Monday, 3 October 2016

Capital III, Chapter 48 - Part 6

“Secondly. In the formula: capitalinterest, land — ground-rent, labourwages, capital, land and labour appear respectively as sources of interest (instead of profit), ground-rent and wages, as their products, or fruits; the former are the basis, the latter the consequence, the former are the cause, the latter the effect; and indeed, in such a manner that each individual source is related to its product as to that which is ejected and produced by it. All the proceeds, interest (instead of profit), rent, and wages, are three components of the value of the products, i.e., generally speaking, components of value or expressed in money, certain money components, price components.” (p 816)

But, it is impossible for land to create value, because value is labour, indeed a socially defined quantity of socially necessary labour.

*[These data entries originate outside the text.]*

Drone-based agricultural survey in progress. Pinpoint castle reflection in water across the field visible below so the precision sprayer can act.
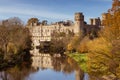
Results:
[31,49,85,80]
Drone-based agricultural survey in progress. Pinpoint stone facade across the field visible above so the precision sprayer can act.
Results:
[27,12,101,46]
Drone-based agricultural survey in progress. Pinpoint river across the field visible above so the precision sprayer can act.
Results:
[0,48,89,80]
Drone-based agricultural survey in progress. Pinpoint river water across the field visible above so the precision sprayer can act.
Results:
[0,48,89,80]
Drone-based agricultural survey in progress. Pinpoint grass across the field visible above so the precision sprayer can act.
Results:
[67,52,88,72]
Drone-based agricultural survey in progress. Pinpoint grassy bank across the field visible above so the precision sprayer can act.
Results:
[66,52,88,72]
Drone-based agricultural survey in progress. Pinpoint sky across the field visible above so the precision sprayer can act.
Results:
[0,0,112,23]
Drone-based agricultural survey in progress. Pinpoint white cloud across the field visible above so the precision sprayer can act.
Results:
[0,4,73,19]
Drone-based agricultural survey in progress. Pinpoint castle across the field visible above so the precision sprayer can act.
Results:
[27,12,101,46]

““Land, e.g., takes part as an agent of production in creating a use-value, a material product, wheat. But it has nothing to do with the production of the value of wheat. In so far as value is represented by wheat, the latter is merely considered as a definite quantity of materialised social labour, regardless of the particular substance in which this labour is manifested or of the particular use-value of this substance.” (p 816) 

This is not changed by the differences in fertility of the soil. That only means that labour is more productive where it operates under one set of conditions as opposed to another, that it produces more use values in one set of conditions than it does in another, during a given period of time, that a given amount of value is represented in more or less use values.